Responsible code will state clearly what its behavior is given valid input. If a method has an error state, it should be called out so clients can handle it and take the appropriate action. If clients don't have the context to handle an exception, it shouldn't be raised, since nothing up the call stack knows what to do with it. Exceptions need to be handled at whatever level in the call stack is most able to recover from them.

Instead, we have a method ping, which has no reason to raise any errors so clients call it with valid input and expect it to handle whatever exceptions might arise. All is well until SnarkySink comes along, registers as an observable with Source, and suddenly ping is raising a RuntimeError that makes no sense. This alters the contract of ping and breaking clients that call it.

And that's not even the bad part.

Observers Block Event Propagation

The bad part is that Sink#update never got called at all because Ruby's implementation of notify_observers blindly iterates through each observer in order and calls it, passing whatever exception is encountered right back to caller and stopping iteration over the registered observers.
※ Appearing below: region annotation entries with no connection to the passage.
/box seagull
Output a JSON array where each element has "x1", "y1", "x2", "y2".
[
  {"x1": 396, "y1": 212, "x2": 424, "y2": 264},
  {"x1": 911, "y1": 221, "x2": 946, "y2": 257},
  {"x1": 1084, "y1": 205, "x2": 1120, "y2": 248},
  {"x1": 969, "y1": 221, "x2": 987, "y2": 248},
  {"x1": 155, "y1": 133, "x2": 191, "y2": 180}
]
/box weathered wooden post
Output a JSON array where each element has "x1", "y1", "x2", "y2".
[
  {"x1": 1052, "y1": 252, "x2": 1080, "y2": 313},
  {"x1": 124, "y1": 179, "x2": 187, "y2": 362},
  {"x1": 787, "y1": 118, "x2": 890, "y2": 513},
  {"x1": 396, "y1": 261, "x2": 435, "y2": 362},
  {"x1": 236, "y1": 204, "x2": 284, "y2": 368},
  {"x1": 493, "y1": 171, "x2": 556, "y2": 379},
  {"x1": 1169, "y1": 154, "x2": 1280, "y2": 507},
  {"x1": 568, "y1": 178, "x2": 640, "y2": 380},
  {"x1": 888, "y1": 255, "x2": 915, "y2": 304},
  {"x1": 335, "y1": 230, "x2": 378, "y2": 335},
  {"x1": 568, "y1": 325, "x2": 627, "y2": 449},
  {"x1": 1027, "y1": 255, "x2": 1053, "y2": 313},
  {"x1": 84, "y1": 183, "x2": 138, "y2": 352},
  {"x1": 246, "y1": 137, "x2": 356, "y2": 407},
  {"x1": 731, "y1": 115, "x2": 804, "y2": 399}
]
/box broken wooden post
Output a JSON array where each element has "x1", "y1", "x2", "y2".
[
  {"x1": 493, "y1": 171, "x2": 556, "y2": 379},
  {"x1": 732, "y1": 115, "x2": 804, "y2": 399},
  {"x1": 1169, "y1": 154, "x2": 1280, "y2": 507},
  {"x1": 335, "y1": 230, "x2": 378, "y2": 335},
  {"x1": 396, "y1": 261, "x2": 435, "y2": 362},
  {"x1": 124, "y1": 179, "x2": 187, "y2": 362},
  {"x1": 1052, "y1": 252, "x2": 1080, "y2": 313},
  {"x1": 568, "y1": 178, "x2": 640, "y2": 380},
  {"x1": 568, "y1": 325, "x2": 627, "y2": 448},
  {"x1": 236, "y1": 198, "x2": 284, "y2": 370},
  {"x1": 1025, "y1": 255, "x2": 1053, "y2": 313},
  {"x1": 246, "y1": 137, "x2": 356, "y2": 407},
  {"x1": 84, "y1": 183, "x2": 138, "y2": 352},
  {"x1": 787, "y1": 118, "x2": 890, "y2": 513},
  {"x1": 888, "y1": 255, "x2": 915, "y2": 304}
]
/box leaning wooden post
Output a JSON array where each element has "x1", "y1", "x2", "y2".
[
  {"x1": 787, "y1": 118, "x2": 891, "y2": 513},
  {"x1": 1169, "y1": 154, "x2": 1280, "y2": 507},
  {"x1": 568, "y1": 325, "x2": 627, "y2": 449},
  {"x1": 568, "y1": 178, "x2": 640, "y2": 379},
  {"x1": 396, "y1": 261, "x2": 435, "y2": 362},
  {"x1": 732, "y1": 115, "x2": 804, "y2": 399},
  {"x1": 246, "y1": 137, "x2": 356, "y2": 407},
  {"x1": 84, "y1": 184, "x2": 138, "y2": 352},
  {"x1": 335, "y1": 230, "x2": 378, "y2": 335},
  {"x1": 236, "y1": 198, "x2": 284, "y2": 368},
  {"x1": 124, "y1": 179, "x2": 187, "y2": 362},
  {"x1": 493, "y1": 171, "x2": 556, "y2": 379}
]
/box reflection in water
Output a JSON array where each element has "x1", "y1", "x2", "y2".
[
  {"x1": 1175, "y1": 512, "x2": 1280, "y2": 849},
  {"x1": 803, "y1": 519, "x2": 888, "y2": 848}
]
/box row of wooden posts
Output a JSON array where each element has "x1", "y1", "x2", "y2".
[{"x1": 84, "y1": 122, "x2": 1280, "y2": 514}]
This behavior breaks the fundamental contract of the observer pattern, which is to call observers when the state has changed. Worse, whether the contract is respected is dependent on the order in which the observers register, which can vary not only run-to-run, but dynamically during runtime.

Class Invariants

The fundamental value proposition of object-oriented programming is encapsulation. It comes in many forms, like Law of Demeter and data hiding. At the most broad level, classes should state what invariants they guarantee and then enforce those invariants, never letting other objects in the system observe them in an invalid state.

As pointed out (in bold) on C2:

Before throwing an exception, a method should return the object to a state that meets its class invariants.

Indeed, C2 has a small page dedicated to exactly the issue of Observers and Exceptions, which is more than Wikipedia, the Java documentation, or the Ruby documentation dedicate to the issue.

In the case of an observable object, a class invariant is that the observers will be called when the state being observed changes. Ruby's implementation fundamentally fails to maintain this invariant, instead delegating it to whatever classes include the Observable module.

Maintaining the Contract

It turns out that fixing this is (mostly) fairly straightforward.

class RobustSink
  def update(data)
    do_update(data)
  rescue StandardError => e
    puts("#{self.class.name} encountered error while processing #{data}: #{e}")
  end

  def do_update
    fail NotImplementedError "#{self.class.name} must implement #{__method__}"
  end
end

Every observer can now inherit from RobustSink, and implement a do_update method. This would be simple enough to include in Ruby's Observable module, or perhaps even a dedicated Observers module.

This implementation puts the responsibility to maintain the invariant on each observer. There are arguments against this, but it does allow each Observer to trap and handle the sorts of exceptions unique to that particular observer, most likely completely unknown to the object being observed. As pointed out on C2:

A key tenet is that the observed does not know anything about the observers. It "publishes" a change and the observers get notified of the change.